Comment sécuriser le site admin?

Question

question très simple: J'ai un site admin dans mon projet web. Alors, comment puis-je le rendre sûr?

Ce que je jusqu'à présent:

• Base de données utilisateur traitées avec UserID et userlevel
• sur la pageload de la page principale d'administration (qui comprend tous les sites d'administration), il y a une clause pour vérifier si userID est oK (obtenir l'utilisateur de base de données) et si userlevel est juste
• Si non, rediriger vers default.aspx avec la page principale normale
• si oui, allez trought

À quel point est-ce vraiment sécuritaire?

---

Edit:

• L'ID utilisateur est enregistré dans une session sur le serveur.
• Il n'y a aucun moyen d'enregistrer le login (pas de cookies).
• L'utilisateur doit se connecter pour obtenir le code d'utilisateur dans la session
• La connexion est enregistrée dans une table de base de données user_log avec nom d'utilisateur, mot de passe, ip, loginsucceeded et userID

Answer 1

L'idée de base semble correcte. Tout se résume à la façon dont vous obtenez ce UserID pour faire les contrôles contre. Si l'ID utilisateur est passé en tant que chaîne de requête, c'est très mauvais. Si elle est stockée dans une session via un certain type de préautorisation alors c'est mieux. Si vous utilisez SSL, la vérification IP, etc., cela améliorera votre niveau de sécurité.

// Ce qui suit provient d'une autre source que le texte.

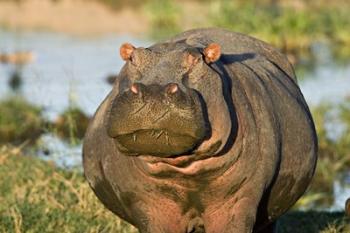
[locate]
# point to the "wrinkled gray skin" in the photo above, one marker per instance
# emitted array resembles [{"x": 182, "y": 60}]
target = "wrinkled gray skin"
[{"x": 237, "y": 144}]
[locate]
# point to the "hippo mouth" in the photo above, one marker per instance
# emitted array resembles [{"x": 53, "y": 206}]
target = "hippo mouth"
[
  {"x": 156, "y": 142},
  {"x": 183, "y": 160}
]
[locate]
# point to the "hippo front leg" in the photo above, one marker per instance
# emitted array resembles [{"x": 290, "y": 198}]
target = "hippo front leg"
[
  {"x": 237, "y": 215},
  {"x": 243, "y": 216}
]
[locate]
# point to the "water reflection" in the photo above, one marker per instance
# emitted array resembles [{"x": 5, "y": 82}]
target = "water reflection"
[{"x": 72, "y": 71}]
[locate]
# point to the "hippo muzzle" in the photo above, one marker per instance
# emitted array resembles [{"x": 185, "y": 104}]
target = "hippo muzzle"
[{"x": 157, "y": 120}]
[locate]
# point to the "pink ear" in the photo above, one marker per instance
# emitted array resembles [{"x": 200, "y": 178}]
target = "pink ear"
[
  {"x": 212, "y": 52},
  {"x": 191, "y": 60},
  {"x": 126, "y": 50}
]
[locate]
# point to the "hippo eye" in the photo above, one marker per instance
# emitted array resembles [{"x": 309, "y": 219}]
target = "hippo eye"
[{"x": 191, "y": 60}]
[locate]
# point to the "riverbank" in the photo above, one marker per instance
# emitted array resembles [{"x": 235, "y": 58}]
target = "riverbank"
[
  {"x": 80, "y": 17},
  {"x": 295, "y": 27},
  {"x": 36, "y": 196}
]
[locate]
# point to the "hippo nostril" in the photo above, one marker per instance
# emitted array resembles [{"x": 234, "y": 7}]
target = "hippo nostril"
[
  {"x": 172, "y": 88},
  {"x": 135, "y": 89}
]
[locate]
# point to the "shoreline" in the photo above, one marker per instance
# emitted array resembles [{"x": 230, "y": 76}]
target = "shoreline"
[{"x": 89, "y": 19}]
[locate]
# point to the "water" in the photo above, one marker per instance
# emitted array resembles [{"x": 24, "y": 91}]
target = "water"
[{"x": 70, "y": 70}]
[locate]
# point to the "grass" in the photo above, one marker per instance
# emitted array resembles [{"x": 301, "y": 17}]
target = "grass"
[
  {"x": 334, "y": 152},
  {"x": 20, "y": 121},
  {"x": 36, "y": 196},
  {"x": 293, "y": 29}
]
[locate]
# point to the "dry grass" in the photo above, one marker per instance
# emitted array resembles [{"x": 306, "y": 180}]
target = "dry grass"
[{"x": 37, "y": 197}]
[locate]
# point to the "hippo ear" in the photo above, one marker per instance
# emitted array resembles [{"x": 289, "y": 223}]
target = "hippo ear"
[
  {"x": 126, "y": 51},
  {"x": 212, "y": 53}
]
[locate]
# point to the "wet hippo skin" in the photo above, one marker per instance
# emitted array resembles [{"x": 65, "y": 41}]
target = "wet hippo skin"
[{"x": 205, "y": 132}]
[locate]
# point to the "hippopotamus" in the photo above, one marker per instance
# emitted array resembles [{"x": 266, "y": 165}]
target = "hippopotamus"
[{"x": 207, "y": 131}]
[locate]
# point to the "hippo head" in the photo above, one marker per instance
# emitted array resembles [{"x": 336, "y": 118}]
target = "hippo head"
[{"x": 168, "y": 101}]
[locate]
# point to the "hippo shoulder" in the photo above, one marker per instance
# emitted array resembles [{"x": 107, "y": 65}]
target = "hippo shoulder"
[{"x": 236, "y": 46}]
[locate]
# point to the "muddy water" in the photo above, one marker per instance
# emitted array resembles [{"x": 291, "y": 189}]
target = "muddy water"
[{"x": 71, "y": 71}]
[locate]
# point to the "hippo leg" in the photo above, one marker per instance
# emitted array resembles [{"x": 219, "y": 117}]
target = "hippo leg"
[
  {"x": 243, "y": 216},
  {"x": 271, "y": 228}
]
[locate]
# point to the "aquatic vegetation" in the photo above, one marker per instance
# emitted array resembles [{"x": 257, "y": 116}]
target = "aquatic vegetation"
[
  {"x": 71, "y": 124},
  {"x": 314, "y": 222},
  {"x": 291, "y": 29},
  {"x": 20, "y": 121},
  {"x": 334, "y": 153},
  {"x": 36, "y": 196},
  {"x": 165, "y": 18}
]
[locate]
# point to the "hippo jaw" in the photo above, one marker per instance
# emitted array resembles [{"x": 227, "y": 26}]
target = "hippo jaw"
[
  {"x": 157, "y": 122},
  {"x": 158, "y": 142},
  {"x": 169, "y": 104}
]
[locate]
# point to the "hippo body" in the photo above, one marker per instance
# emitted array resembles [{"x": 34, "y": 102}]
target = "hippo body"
[{"x": 205, "y": 132}]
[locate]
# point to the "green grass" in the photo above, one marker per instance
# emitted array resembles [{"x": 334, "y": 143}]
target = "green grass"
[
  {"x": 36, "y": 196},
  {"x": 292, "y": 29},
  {"x": 20, "y": 121}
]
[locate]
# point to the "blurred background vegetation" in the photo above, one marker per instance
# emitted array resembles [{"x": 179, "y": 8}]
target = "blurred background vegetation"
[{"x": 39, "y": 196}]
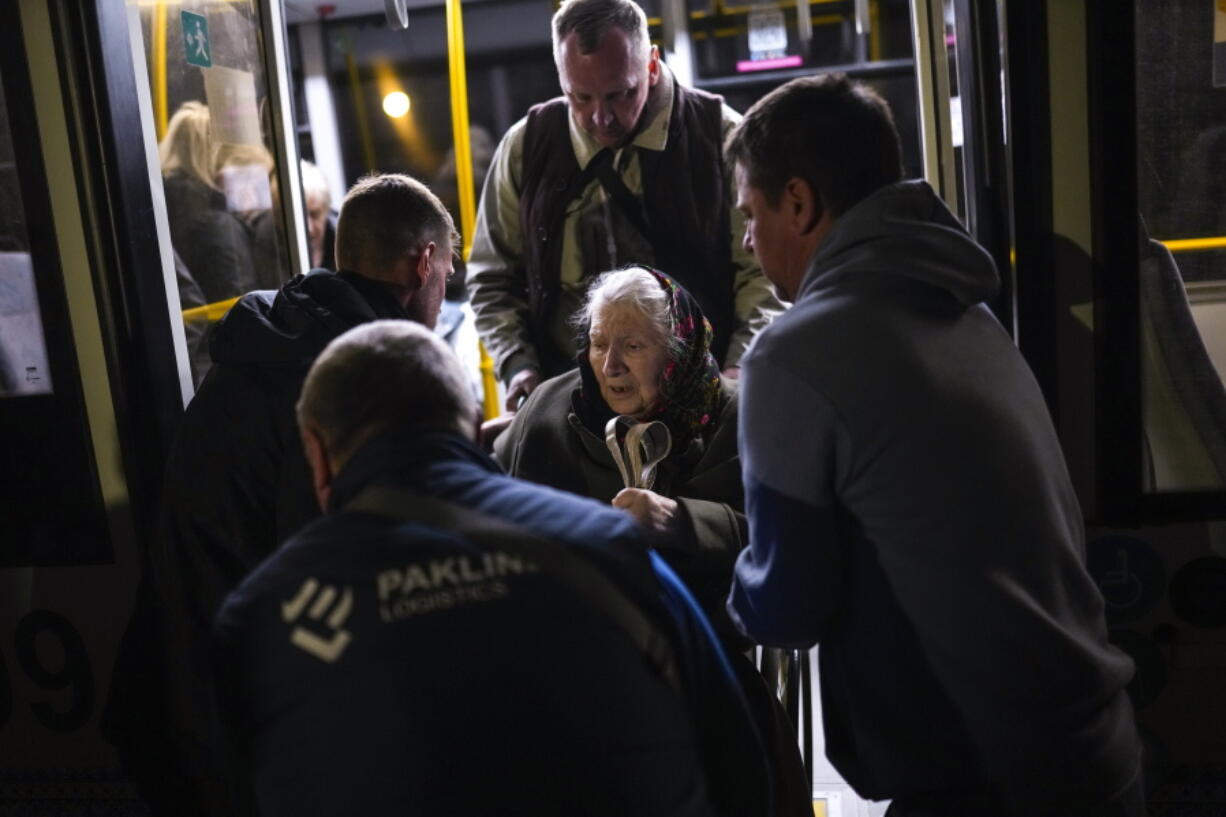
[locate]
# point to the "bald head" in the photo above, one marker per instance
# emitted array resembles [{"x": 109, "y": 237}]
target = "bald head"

L'élément principal est COMMENT vous obtenez l'ID utilisateur pour vérifier. C'est là que l'exploit va se produire. Sécurisez ce processus et vous devriez être d'accord avec votre configuration.

Éditez: En fonction de votre mise à jour, cela semble correct mais cela dépend aussi de la sécurité dont vous avez réellement besoin. Quelle est la sécurité de votre page de connexion? Utilisez-vous SSL? Des soucis concernant le détournement de session? Pourquoi ne pas stocker une adresse IP avec l'ID utilisateur et vérifier l'adresse IP de la demande par rapport à l'adresse IP stockée lors de l'extraction de l'ID utilisateur à partir de la session?

Il existe tellement de solutions de sécurité. Vous devez décider jusqu'où vous devez aller en toute sécurité pour assurer le niveau de sécurité nécessaire pour votre application particulière.

Answer 2

Nous utilisons l'authentification Windows intégrée.

1. Dans le Gestionnaire IIS, cliquez sur l'onglet
2. Décocher "Anonymous Access"
3. Cochez la case "Authentification Windows intégrée"

"Sécurité de répertoire" Cela vous permet de déterminer qui a droit à votre administrateur site en modifiant les comptes de domaine au lieu d'utiliser une solution «roll-your-own». Vous pouvez toujours obtenir les informations d'identification de l'utilisateur connecté via la classe Environment, qui peut être utilisée pour associer des propriétés Web spécifiques à chaque utilisateur que vous souhaitez stocker dans votre base de données. Cette solution présente également l'avantage de gérer automatiquement les délais d'attente, de reloger l'exigence si le navigateur est fermé, etc.

Votre solution semble très bien, même si vous ajoutez des comptes utilisateur individuels au serveur SQL au lieu de tout gérer via le nom de connexion du compte de service ASP.NET. J'éviterais d'ajouter des comptes d'utilisateurs individuels dans votre base de données. Dans ASP.NET, à moins que vous ne passiez à travers des cercles inutiles, le compte de service ASP.NET est ce qui est authentifié pour la connectivité DB, pas l'utilisateur qui est connecté au site.